Unintegrated and integrated proviruses of two strains of baboon endogenous viruses: Comparative restriction endonuclease analysis

Abstract

We have deduced restriction enzyme maps of the unintegrated DNA of two strains of baboon endogenous virus, 455K and M7. These were isolated from two closely related species Papio anubis and Papio cynocephalus. Of the seven restriction enzymes used, EcoRI, HindIII, PvuII, and XhoI gave conserved cleavage patterns for both genotypes. XhoI cuts within 400 nucleotides from both ends of the linear form. However, the cleavage sites for BamHI, SalI, and BclI are distinguishable for the two virus genomes.
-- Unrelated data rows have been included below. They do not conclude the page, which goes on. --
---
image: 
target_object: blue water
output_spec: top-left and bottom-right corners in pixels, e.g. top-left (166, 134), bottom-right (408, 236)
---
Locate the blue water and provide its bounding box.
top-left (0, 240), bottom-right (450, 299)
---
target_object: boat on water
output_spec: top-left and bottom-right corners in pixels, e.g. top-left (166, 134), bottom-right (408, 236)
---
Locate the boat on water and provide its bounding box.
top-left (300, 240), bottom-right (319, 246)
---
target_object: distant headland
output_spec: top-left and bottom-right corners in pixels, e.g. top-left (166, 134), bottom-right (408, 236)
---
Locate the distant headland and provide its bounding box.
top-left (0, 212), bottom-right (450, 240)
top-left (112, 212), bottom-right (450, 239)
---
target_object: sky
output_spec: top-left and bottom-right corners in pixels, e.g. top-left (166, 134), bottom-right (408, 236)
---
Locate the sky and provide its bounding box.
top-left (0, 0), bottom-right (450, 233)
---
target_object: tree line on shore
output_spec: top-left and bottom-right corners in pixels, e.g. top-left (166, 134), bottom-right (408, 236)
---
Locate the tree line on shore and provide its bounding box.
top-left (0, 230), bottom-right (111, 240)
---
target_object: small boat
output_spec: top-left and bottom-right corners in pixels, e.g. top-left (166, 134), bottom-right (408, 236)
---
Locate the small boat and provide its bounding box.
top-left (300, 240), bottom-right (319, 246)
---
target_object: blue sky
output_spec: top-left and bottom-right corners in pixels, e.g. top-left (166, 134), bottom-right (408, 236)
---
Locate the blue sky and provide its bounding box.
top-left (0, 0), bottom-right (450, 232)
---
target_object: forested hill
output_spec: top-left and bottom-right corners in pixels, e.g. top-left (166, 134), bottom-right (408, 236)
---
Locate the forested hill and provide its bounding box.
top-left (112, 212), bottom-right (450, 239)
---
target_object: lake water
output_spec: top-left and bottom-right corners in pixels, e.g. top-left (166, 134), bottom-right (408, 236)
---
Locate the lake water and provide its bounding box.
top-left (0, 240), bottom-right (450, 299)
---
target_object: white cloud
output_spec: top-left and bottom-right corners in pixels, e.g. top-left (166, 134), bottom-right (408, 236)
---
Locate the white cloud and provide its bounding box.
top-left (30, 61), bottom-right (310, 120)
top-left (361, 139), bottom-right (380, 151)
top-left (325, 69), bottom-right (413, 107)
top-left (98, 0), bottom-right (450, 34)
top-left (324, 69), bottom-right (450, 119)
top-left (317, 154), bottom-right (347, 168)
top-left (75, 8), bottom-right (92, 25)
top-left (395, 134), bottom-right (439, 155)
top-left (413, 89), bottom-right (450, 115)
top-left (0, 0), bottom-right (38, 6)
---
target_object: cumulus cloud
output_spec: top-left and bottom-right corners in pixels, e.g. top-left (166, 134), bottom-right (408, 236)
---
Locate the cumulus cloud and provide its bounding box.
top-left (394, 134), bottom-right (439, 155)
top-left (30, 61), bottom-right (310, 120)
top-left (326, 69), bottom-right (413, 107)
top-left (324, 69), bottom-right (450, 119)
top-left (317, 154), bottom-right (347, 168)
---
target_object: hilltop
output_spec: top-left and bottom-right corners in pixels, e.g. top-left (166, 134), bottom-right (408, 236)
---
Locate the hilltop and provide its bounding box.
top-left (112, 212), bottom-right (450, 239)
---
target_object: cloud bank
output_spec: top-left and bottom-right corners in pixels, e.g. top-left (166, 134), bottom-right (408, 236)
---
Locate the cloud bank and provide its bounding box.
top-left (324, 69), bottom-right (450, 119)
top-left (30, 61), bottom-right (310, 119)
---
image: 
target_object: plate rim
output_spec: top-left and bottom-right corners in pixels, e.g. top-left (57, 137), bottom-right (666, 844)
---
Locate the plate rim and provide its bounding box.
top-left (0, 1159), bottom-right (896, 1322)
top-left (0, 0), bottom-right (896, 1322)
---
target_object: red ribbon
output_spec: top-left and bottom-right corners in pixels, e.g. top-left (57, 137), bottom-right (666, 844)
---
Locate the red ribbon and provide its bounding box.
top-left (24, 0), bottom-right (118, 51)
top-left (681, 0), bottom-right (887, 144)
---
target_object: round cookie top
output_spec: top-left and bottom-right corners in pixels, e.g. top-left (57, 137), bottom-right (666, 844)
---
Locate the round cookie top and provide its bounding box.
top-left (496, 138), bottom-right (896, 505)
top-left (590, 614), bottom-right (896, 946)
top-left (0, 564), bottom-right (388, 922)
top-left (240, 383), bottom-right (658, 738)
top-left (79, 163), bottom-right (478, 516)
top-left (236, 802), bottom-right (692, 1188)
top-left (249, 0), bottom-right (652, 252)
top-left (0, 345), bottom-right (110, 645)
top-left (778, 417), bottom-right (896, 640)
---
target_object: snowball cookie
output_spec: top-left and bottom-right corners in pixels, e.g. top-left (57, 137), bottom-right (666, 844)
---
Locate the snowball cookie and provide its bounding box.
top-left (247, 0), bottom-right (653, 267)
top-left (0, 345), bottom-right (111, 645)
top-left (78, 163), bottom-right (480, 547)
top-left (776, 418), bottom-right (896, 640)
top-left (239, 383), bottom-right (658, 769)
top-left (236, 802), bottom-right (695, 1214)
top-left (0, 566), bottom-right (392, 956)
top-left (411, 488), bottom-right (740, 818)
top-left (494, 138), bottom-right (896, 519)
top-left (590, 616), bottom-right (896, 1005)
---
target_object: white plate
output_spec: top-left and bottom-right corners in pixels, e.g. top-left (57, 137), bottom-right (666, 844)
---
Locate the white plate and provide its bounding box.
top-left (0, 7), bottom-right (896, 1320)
In addition to the linear 455K proviral DNA molecules which contain a direct terminal repeat of 0.6 ± 0.2 kolobases, two discrete species of circular proviral intermediates were also detected. One corresponds in size to the linear viral DN molecules and the other has a deletion of 600 base pairs mapping in the region of the 3′-5′ joint XhoI fragment. This deletion is probably equivalent to one unit of large terminal repeat sequences (LTR). We also examined the integrated proviruses in heterologous cells infected with M7 and 455K. The results indicate that the integrated proviruses are colinear with the virus genomes and retain both copies of LTR. The sites of integration are multiple in uncloned cells. Two cell clones examined carry three to five proviruses. These results are similar to previous studies of other integrated retroviruses. They also provide a comparative basis for examining the organization and divergence of the endogenous baboon virogenes in different primates. Those studies are presented in the accompanying paper.